Few men in recent times have displayed the obsessive desire for exploration more clearly than Roald Amundsen. The intrepid Norwegian was the first person to have visited both North and South Poles, and he was also the first to reach the South Pole in 1911.
His 1926 air expedition to the North Pole came 17 years after Robert E. Peary became the first man to reach it (this is open to debate according to historians). Alas, the great explorer did not have the storybook ending one would hope.
Early Life & Explorations
Amundsen was born in the town of Borge, Norway on July 16, 1872. Although he was born into a family of captains and ship-owners, it appeared as if Amundsen was destined for a very different career. He promised his mother that he would become a doctor and went to university to get his qualifications. However, as soon as she died, when he was 21, he left university and began his legendary career as an explorer.
His first foray into the world of exploration was in the Belgian Antarctic Expedition which began in 1897 and ended in 1899. Amundsen was a crew member on board the RV Belgica, and the expedition was the first to spend winter in Antarctica. The crew faced great peril when the ship became locked in ice.
They were trapped and poorly prepared, but they survived due to the ship’s doctor, Frederick Cook (he later claimed to have reached the North Pole in 1908). He knew the crew could die from scurvy due to a lack of vitamin C, so he hunted animals in the knowledge that fresh meat contained enough of the vitamin to stave off the condition. The crew survived, and Amundsen gained valuable exploration experience.
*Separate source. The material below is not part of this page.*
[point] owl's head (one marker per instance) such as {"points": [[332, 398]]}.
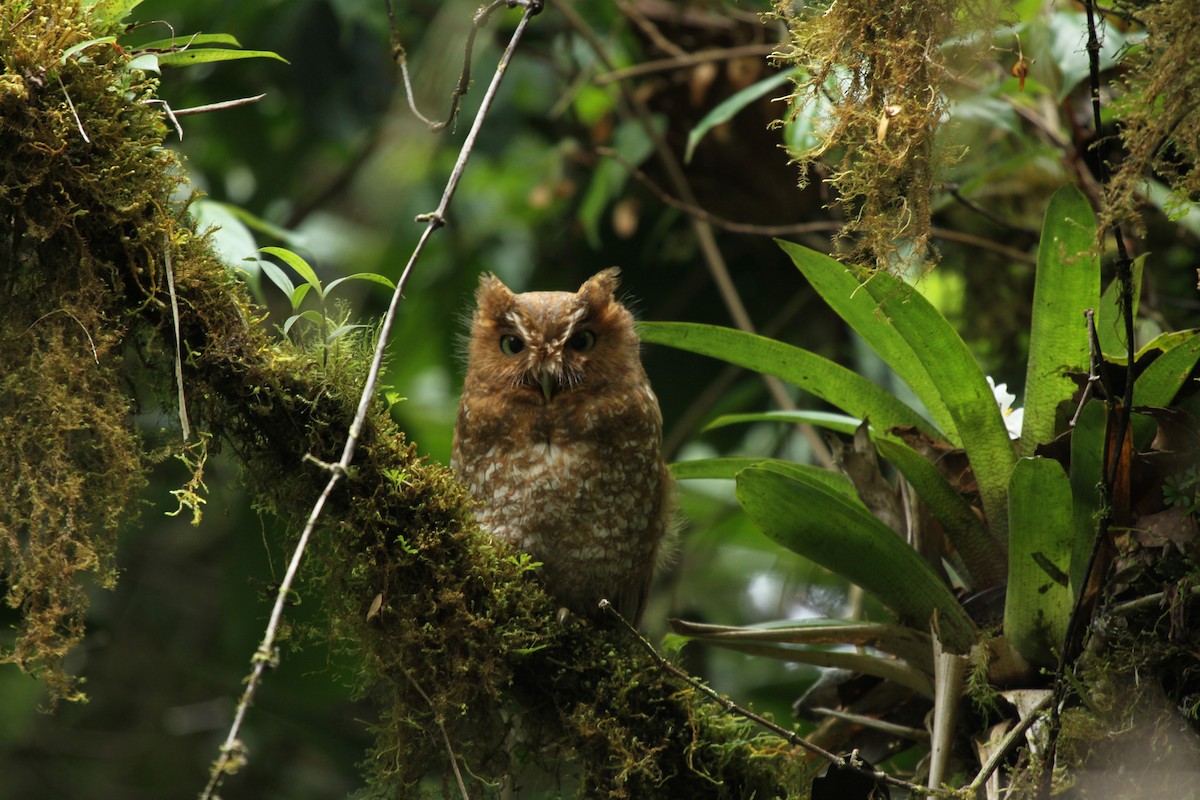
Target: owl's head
{"points": [[547, 344]]}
Amundsen and the Northwest Passage
Amundsen’s first attempt at leading an expedition was an unqualified success. In 1903, he decided to travel across the Northwest Passage between the Atlantic and Pacific oceans.
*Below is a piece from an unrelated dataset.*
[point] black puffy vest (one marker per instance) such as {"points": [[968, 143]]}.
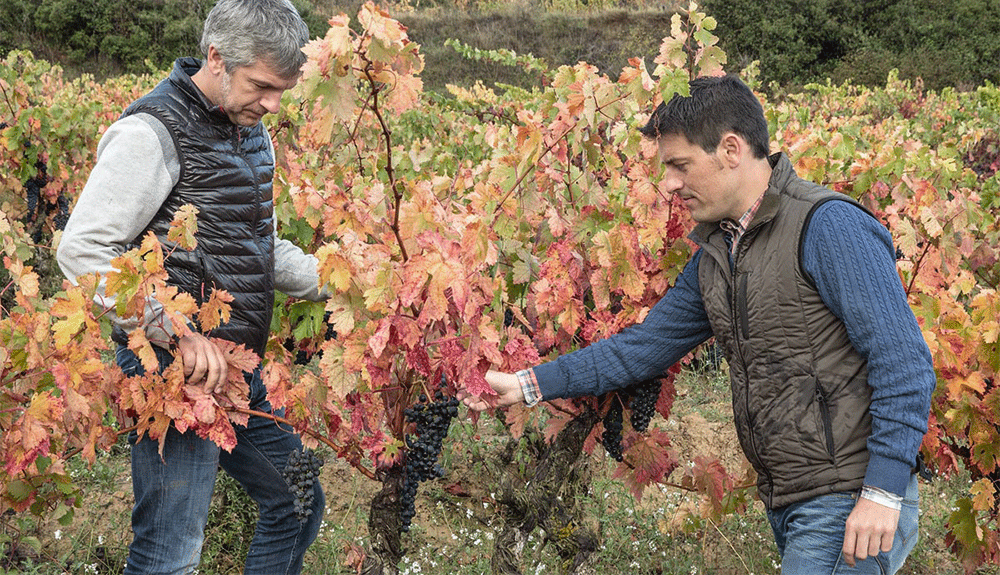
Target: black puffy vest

Rather than getting bogged down with a large ship and crew, Amundsen traveled light and made the journey with a crew of six aboard the Gjoa, a 45-ton fishing vessel with a small gasoline engine. His plan was to keep the ship close to the coast.
The crew spent the first two winters at King William Island in what is modern-day Nunavut, Canada. The knowledge Amundsen gained from the local Inuit people, the Netsilik, proved crucial in his later quest to reach the South Pole. They showed him the benefits of using sled dogs to transport items and also that wearing animal skins kept him warm even when wet.
The expedition went west through Cambridge Bay before eventually reaching the Canadian Arctic Archipelago in August 1905. The crew halted the mission for the winter before moving on to Nome.
Amundsen completed a 1,000 roundtrip from Nome to Eagle City in Alaska to wire a message outlining his success from a telegraph station on December 5, 1905. His decision to use a smaller ship was a brilliant one because the water became as shallow as three feet during the journey; a larger ship would not have made it.
During his time away, Amundsen learned that Norway was now independent of Sweden and had a new king, Haakon VII. He sent a message to the new ruler stating that the mission was a great achievement for the nation. The Gjoa finally returned home in December 1906 after a mission that lasted almost three and a half years. However, Amundsen was only getting started.